The Federal Deposit Insurance Corporation (FDIC) has unveiled a proposal outlining how regulated banks could issue payment stablecoins, marking a key step in implementing the US GENIUS Act.
The 38-page document, posted on the FDIC’s website, details the approval requirements for payment stablecoin issuance by subsidiaries of FDIC-supervised institutions.
The framework is now open for public consultation before moving to the next stage of rule-making, according to Bloomberg.
How the FDIC Plans to Oversee Stablecoins
Under the proposal, banks seeking to issue payment stablecoins must do so through a subsidiary.
The FDIC would assess both the subsidiary and the parent institution against criteria outlined in the GENIUS Act.
These criteria cover the ability to meet stablecoin issuance standards, financial condition, management quality, redemption policies, and other safety and soundness considerations.
Once approved, the FDIC would act as the primary federal regulator for the subsidiary’s stablecoin activities.
The agency, responsible for insuring deposits and supervising banks, has recently expanded its oversight role in digital assets.

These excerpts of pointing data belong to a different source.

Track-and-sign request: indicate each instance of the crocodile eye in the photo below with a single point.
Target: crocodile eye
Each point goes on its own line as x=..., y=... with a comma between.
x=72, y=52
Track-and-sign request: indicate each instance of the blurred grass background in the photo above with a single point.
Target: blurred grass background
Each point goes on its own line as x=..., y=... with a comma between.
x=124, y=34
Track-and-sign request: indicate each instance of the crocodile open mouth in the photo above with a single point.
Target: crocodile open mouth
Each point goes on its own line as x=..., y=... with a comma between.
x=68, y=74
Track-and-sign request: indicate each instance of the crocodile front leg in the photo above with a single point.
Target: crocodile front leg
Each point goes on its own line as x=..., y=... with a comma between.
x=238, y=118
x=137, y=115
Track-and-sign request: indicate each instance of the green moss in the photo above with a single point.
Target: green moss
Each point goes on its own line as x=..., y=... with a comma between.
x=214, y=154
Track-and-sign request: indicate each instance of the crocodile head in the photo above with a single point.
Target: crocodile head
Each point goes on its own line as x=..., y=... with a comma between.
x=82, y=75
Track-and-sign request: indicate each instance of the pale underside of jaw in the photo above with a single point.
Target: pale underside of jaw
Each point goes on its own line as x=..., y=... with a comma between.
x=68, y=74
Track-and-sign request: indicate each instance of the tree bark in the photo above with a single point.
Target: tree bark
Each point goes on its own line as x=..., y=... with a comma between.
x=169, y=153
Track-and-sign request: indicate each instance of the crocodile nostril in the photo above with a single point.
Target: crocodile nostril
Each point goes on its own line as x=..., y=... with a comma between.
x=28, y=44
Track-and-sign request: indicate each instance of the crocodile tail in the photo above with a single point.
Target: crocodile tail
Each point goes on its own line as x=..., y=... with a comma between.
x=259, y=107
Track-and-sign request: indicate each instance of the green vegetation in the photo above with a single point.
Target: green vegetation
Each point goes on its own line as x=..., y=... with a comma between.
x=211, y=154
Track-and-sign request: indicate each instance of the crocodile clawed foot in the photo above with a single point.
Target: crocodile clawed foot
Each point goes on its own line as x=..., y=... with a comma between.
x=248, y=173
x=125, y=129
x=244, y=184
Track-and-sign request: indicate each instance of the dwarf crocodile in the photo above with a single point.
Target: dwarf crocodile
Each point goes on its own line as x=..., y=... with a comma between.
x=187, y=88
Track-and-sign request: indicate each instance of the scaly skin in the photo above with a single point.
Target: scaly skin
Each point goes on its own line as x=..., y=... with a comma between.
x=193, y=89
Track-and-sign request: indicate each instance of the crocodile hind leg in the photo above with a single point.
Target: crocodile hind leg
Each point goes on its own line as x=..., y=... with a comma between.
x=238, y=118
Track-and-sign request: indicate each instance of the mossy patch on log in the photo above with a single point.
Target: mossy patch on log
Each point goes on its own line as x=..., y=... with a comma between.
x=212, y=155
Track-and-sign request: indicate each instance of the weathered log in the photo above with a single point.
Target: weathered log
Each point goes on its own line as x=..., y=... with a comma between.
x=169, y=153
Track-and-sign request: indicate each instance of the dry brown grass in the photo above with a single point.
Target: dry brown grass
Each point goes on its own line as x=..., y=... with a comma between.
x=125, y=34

This includes re-evaluating the use of reputational risk in supervising banks, a shift that could affect how financial institutions engage with crypto-related businesses.

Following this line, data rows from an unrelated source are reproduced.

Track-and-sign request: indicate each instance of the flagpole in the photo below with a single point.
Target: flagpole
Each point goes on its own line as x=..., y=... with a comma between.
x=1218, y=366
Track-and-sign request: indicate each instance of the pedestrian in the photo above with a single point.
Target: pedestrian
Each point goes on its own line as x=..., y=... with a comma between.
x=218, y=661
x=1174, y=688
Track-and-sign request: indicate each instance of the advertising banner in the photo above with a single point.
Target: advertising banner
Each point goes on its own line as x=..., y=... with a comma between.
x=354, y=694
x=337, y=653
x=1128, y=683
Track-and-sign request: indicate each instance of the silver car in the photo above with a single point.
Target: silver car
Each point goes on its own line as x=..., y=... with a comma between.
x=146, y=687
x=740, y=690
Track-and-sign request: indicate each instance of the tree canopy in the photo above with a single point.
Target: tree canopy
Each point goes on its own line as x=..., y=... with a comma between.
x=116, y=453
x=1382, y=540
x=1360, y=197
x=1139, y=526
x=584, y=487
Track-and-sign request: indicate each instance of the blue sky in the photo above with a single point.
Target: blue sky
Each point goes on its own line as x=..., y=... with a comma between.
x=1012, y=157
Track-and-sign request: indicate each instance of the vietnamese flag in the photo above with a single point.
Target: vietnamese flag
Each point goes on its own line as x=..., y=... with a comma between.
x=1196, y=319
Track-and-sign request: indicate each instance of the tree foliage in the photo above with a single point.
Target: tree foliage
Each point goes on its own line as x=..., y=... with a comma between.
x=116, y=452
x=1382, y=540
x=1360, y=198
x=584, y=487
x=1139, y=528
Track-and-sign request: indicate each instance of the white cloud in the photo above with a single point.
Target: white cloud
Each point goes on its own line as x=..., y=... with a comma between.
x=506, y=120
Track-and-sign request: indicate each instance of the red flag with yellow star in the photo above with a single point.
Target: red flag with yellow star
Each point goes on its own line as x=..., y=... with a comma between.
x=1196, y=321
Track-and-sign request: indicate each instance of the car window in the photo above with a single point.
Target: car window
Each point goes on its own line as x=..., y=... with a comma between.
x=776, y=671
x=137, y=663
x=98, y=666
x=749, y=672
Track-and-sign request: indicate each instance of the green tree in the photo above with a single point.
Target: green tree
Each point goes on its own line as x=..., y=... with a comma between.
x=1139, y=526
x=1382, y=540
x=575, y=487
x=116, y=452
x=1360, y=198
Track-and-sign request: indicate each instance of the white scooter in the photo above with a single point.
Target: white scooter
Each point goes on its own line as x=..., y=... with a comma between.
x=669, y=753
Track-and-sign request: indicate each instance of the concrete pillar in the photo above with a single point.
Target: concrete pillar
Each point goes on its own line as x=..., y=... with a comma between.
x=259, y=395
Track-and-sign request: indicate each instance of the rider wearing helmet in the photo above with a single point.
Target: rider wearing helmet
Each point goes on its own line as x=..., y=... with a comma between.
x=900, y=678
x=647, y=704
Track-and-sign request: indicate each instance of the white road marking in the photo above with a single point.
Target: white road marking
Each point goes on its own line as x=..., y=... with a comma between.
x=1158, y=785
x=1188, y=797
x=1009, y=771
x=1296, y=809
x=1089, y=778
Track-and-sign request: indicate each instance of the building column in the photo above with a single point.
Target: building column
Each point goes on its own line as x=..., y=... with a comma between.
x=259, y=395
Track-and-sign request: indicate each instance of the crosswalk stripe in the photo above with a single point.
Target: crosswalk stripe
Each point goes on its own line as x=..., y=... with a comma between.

Washington’s Stablecoin Framework
The GENIUS Act, or Guiding and Establishing National Innovation for US Stablecoins, passed the Senate in June and was signed into law by President Donald Trump in July.

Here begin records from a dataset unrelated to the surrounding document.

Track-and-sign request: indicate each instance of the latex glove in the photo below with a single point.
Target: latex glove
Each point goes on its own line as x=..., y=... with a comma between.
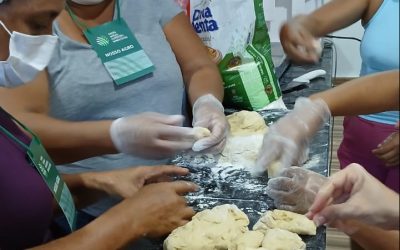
x=151, y=135
x=295, y=189
x=208, y=112
x=126, y=182
x=288, y=139
x=353, y=193
x=298, y=42
x=388, y=150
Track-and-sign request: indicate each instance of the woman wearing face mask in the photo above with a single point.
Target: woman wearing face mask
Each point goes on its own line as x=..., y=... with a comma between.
x=96, y=90
x=29, y=182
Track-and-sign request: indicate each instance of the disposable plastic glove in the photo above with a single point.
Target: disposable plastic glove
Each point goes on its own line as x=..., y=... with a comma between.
x=288, y=139
x=295, y=189
x=208, y=113
x=151, y=135
x=353, y=193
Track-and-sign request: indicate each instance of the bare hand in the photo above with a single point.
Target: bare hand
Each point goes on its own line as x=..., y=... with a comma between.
x=298, y=42
x=388, y=151
x=353, y=193
x=126, y=182
x=160, y=208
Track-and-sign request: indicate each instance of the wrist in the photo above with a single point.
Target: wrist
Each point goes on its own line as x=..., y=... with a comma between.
x=208, y=99
x=391, y=216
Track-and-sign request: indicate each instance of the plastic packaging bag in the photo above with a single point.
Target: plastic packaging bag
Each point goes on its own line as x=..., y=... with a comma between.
x=236, y=35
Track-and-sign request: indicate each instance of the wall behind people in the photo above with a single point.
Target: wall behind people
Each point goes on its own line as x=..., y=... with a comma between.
x=349, y=61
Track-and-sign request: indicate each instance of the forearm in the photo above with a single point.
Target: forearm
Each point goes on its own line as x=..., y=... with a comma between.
x=109, y=231
x=83, y=189
x=365, y=95
x=333, y=16
x=200, y=73
x=69, y=141
x=205, y=80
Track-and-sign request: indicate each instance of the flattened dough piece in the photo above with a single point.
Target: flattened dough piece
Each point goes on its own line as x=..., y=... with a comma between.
x=246, y=123
x=218, y=228
x=200, y=133
x=250, y=240
x=279, y=239
x=293, y=222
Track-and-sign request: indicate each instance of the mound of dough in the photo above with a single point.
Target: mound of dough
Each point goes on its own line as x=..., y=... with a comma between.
x=279, y=239
x=246, y=123
x=293, y=222
x=200, y=133
x=218, y=228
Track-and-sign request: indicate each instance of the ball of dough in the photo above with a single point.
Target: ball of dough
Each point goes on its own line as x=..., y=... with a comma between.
x=246, y=123
x=218, y=228
x=293, y=222
x=279, y=239
x=200, y=133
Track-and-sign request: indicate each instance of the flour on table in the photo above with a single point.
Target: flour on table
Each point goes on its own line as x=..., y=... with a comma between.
x=293, y=222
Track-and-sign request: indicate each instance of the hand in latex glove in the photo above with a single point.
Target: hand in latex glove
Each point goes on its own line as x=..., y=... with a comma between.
x=208, y=113
x=126, y=182
x=353, y=193
x=295, y=189
x=151, y=135
x=288, y=139
x=298, y=42
x=388, y=151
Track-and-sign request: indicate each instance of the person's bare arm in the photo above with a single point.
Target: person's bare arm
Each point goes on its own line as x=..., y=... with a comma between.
x=199, y=72
x=298, y=36
x=66, y=141
x=365, y=95
x=154, y=211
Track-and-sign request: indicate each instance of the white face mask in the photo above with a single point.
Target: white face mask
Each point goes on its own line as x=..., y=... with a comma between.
x=87, y=2
x=28, y=56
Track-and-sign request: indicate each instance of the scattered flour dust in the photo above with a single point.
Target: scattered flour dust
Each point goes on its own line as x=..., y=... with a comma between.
x=241, y=151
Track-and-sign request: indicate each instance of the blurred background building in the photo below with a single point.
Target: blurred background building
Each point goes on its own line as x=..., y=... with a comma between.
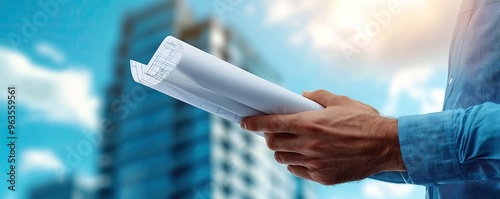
x=159, y=147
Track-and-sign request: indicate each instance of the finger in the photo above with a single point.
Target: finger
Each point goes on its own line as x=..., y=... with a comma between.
x=267, y=123
x=284, y=142
x=322, y=97
x=290, y=158
x=299, y=171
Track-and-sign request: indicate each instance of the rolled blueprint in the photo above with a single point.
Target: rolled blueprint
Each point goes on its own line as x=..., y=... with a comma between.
x=188, y=74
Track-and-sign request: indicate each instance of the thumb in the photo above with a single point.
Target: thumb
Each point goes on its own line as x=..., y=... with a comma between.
x=320, y=96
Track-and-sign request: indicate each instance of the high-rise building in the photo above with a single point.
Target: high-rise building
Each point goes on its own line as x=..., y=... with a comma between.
x=159, y=147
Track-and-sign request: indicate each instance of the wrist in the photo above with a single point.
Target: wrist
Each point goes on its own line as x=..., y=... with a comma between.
x=392, y=159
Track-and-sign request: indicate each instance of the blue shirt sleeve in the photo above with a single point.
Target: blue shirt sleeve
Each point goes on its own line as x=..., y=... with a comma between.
x=449, y=146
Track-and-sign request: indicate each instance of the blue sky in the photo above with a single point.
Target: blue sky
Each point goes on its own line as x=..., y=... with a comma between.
x=399, y=67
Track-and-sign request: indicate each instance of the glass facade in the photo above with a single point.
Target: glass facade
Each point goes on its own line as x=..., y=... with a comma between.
x=159, y=147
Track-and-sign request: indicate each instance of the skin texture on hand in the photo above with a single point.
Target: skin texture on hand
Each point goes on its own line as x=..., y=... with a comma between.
x=347, y=141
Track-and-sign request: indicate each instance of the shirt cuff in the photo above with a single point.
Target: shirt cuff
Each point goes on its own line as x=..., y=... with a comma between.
x=429, y=149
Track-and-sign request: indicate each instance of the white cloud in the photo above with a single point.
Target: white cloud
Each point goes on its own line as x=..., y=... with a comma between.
x=383, y=190
x=48, y=50
x=51, y=95
x=39, y=159
x=415, y=82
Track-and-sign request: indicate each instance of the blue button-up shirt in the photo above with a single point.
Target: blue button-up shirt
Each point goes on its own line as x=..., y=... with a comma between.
x=456, y=152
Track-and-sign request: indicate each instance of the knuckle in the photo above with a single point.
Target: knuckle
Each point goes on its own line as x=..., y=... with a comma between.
x=271, y=143
x=320, y=177
x=314, y=164
x=273, y=123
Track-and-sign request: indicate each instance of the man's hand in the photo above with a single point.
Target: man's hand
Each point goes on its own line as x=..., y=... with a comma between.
x=346, y=141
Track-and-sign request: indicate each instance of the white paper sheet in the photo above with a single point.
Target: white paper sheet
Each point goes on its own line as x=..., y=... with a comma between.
x=188, y=74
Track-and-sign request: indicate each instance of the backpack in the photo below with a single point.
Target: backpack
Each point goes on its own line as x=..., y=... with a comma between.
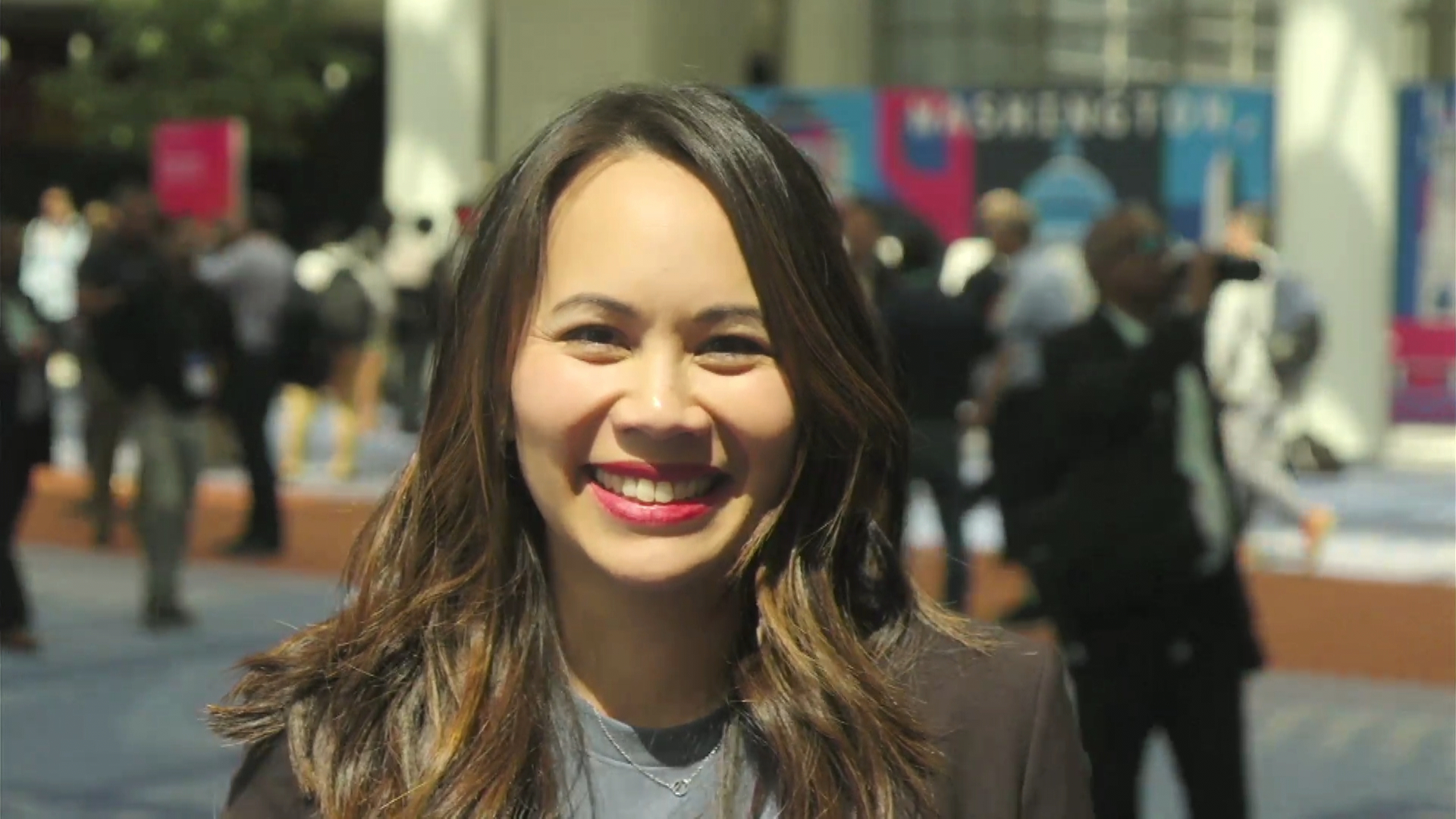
x=1296, y=334
x=346, y=311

It sets a regulatory framework for payment stablecoins, requiring issuers to maintain one-to-one reserves in US dollars or other approved liquid assets.
President Trump’s signing of the bill was attended by executives from Coinbase, Circle, Robinhood, and Gemini, reflecting strong industry support.
Some participants see the legislation as a way to strengthen US dollar liquidity and expand its global influence via stablecoins, a view shared by US Treasury Secretary Scott Bessent.
The global stablecoin market has now surpassed $300 billion, largely driven by US dollar-pegged tokens.